Surveying the Muslim World
The curse of living in interesting times


Conrad Black

Most observers seem to be wearying of the Arab Spring, just as it is becoming interesting. The idea of a democratic contagion that would suddenly sweep away centuries of autocratic misrule and replace it with Tocquevillean civic-mindedness was too far-fetched for all but the most robustly wishful. But the notion that Mubarak in Egypt and Saleh in Yemen would be replaced almost magically by preferable people did enjoy wider currency than it deserved. Stretching the canvas across the Western and Near Eastern Muslim lands, more than a dozen countries can be seen, in snapshots, at widely differing stages of fermentation.


Morocco, always one of the most successful Arab countries, remains so. It was independent for many centuries prior to the French protectorate of 1912–56, and even signed Most Favored Nation trade agreements with Jefferson and Madison’s America. With a significant and influential Jewish population, it treats them quite well. King Mohammed, in response to rather gentle protestations, has just produced a new constitution that doesn’t give away much of his own prerogatives, but establishes a freely elected parliament and a range of civil rights, and the constitution was approved — without transports of popular enthusiasm, but without protest also — by 98.5 percent of the country. The Spring is not high summer in Morocco, but there are some green shoots.


In Algeria, where the constitution establishes the army as the guarantor of democracy — to prevent the triumph of the Islamist, anti-democratic parties required the imposition of a military dictatorship and the conduct of a long civil war in which hundreds of thousands of people died violently — the durable President Bouteflika has prevailed. There is the traditional Arab version of forcibly guided government festooned with a few trappings of popular influence, but it is progress from the long war of insurrection that preceded it.


Tunisia and its self-immolating protester had their 15 minutes of the world’s attention, and a somewhat similar regime to that which was ousted is in place. In Libya, NATO redefined a no-fly zone, the French and British revived Lend-Lease to borrow air-to-ground missiles from the U.S. and plastered the loyalists with them, and the French reinterpreted the U.N. Charter to allow arming the insurgents. Qaddafi is checking the air routes to the few places that would have him. If Milosevic couldn’t take the unfriendly skies of NATO, there was never any chance that Qaddafi could.


Egypt is a shambles. Hillary Clinton is trying to open up relations with the Muslim Brotherhood, as if there were any possible rapport between those two sides, or as if the U.S. brought anything to the party anyway (a party it should be grateful not to have been asked to attend). It ditched Mubarak, and is anathema to the Brotherhood (which is still unrepentant about murdering Anwar Sadat); and its financial assistance, though significant, could be replaced by one or more of the Arab OPEC countries. Egypt is not ready for the September elections, and the army, trying to maintain order, is losing its popularity. The traditional Arab choice impends, between reasonable (in policy terms) armed force, with no aptitude for government, and Islamist lunacy, with an aptitude only for chaos.

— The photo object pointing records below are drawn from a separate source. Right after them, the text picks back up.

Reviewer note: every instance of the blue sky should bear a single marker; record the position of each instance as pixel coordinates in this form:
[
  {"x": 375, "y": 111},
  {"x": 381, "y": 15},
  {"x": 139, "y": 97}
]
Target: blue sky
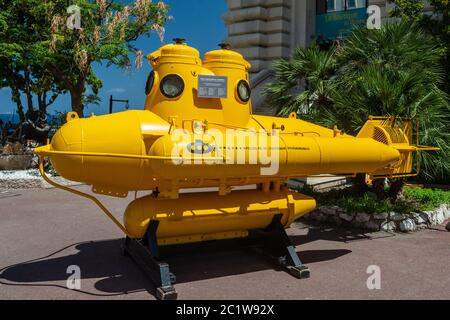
[{"x": 198, "y": 21}]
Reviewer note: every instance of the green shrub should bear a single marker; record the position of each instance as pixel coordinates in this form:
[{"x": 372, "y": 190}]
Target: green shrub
[{"x": 427, "y": 199}]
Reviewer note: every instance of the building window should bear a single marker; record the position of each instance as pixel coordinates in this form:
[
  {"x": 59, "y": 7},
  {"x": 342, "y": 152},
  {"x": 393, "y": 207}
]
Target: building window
[
  {"x": 356, "y": 4},
  {"x": 326, "y": 6}
]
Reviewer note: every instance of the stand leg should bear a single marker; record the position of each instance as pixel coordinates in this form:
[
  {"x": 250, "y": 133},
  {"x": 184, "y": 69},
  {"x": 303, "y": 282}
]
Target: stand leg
[
  {"x": 145, "y": 253},
  {"x": 279, "y": 246}
]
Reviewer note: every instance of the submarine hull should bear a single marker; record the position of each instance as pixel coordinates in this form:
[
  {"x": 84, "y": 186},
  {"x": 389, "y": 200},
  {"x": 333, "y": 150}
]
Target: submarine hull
[{"x": 206, "y": 216}]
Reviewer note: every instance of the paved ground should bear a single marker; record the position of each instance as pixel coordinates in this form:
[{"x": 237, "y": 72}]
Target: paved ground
[{"x": 45, "y": 231}]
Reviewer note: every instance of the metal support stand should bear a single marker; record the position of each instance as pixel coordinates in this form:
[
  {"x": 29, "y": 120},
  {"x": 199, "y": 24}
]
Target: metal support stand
[
  {"x": 145, "y": 253},
  {"x": 273, "y": 240},
  {"x": 277, "y": 245}
]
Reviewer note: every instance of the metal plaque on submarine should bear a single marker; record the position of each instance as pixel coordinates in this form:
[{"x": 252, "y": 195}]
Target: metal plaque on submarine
[{"x": 212, "y": 86}]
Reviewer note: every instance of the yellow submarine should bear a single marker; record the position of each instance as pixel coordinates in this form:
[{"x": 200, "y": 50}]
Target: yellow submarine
[{"x": 198, "y": 131}]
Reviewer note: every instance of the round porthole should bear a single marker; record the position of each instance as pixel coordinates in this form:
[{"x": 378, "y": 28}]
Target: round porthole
[
  {"x": 150, "y": 82},
  {"x": 243, "y": 90},
  {"x": 172, "y": 86}
]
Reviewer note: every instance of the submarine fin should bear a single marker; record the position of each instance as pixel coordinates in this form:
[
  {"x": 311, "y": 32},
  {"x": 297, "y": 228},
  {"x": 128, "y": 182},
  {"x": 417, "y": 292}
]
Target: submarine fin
[{"x": 396, "y": 133}]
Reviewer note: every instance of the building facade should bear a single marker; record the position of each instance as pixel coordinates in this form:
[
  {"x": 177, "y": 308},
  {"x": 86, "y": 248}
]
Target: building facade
[{"x": 265, "y": 30}]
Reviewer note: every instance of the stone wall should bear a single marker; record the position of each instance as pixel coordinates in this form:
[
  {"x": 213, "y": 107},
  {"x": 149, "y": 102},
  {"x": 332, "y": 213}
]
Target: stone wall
[
  {"x": 385, "y": 221},
  {"x": 15, "y": 156}
]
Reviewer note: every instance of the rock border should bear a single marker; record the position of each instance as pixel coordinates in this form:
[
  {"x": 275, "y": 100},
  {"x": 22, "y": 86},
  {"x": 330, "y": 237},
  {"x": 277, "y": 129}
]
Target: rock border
[{"x": 384, "y": 221}]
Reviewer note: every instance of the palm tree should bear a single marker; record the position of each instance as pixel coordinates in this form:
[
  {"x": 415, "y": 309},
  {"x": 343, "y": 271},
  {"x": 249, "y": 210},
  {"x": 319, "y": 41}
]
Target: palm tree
[
  {"x": 394, "y": 71},
  {"x": 303, "y": 83}
]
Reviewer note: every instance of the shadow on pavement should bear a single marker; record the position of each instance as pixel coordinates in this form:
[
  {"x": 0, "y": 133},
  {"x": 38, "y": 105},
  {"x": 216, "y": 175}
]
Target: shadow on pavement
[{"x": 118, "y": 274}]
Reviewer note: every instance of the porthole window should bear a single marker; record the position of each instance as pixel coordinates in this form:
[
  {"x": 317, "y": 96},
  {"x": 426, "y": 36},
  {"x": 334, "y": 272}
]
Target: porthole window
[
  {"x": 150, "y": 82},
  {"x": 172, "y": 86},
  {"x": 243, "y": 90}
]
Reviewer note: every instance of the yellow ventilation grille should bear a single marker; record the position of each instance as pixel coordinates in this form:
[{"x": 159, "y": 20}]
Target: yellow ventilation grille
[{"x": 379, "y": 135}]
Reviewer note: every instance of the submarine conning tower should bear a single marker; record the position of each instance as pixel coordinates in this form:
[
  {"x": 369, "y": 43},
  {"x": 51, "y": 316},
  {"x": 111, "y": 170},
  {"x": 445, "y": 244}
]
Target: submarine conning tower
[{"x": 182, "y": 88}]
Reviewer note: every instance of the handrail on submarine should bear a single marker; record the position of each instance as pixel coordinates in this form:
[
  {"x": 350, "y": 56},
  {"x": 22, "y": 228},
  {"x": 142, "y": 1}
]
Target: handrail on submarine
[
  {"x": 80, "y": 193},
  {"x": 45, "y": 151}
]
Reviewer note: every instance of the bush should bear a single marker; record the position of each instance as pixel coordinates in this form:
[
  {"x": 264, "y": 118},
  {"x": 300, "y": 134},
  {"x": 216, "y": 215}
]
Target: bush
[{"x": 427, "y": 199}]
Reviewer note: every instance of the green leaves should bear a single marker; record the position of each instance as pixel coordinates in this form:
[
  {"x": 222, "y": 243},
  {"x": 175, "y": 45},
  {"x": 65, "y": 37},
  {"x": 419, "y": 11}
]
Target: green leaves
[
  {"x": 394, "y": 71},
  {"x": 35, "y": 33}
]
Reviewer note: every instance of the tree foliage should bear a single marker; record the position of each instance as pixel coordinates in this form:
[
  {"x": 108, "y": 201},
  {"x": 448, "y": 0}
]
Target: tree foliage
[
  {"x": 394, "y": 71},
  {"x": 436, "y": 24},
  {"x": 35, "y": 37}
]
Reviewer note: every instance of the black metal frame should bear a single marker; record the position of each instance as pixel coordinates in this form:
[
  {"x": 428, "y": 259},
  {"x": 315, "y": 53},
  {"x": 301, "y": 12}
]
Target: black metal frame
[{"x": 273, "y": 242}]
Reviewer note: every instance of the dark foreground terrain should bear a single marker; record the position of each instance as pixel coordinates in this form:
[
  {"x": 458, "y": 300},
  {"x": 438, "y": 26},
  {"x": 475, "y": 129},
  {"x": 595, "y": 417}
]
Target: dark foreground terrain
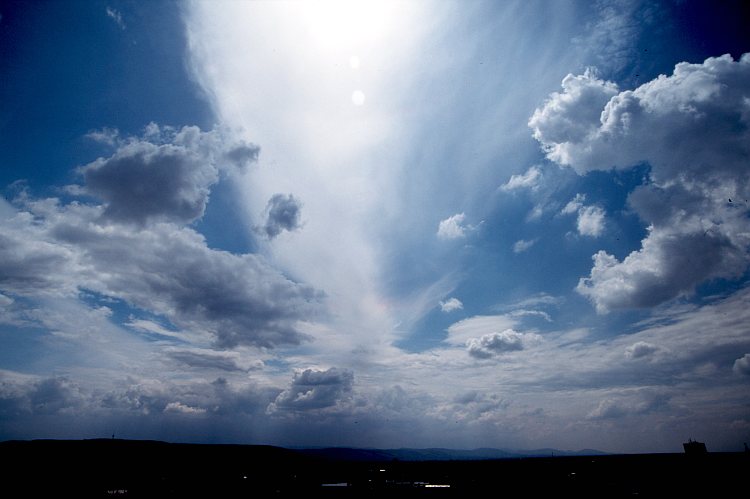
[{"x": 123, "y": 468}]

More interesting is Syria, where the withdrawal of the government from Hama, though it may be a ruse preparatory to a massacre replicating the piping days of Papa Assad, indicates that the Alawite terror is weakening. They passed the litmus tests of ordering the massacre of civilians and having the orders carried out, and they still can’t stop the demonstrations and heavily armed attacks on the police and army. The Alawite regime, with Mrs. Clinton’s commendation of it as a vehicle for reform ringing in its ears, is now in a race with Qaddafi to see who goes first, and young Assad will be packing up his implements and returning to his optometrist’s practice in Ealing (East London).


The Palestinians are waiting to see who governs in neighboring countries before confirming the bomb-throwing incompatibility of Hamas and Fatah; Hamas and Hezbollah are wondering how they are going to be supplied after Assad is swept out in Damascus; Lebanon is on hold waiting for Hezbollah, and in Iran the unspeakable Ahmadinejad, having just had his entire presidential staff arrested and been booed in the Majlis, mother of Islamist parliaments, is reduced exclusively to the patronage of the Grand Ayatollah. Iraq is a dodgy post-American proposition and its appeasement of Iran is tempered only by acute uncertainty about who will hold the reins, if there are any, in Tehran in three months.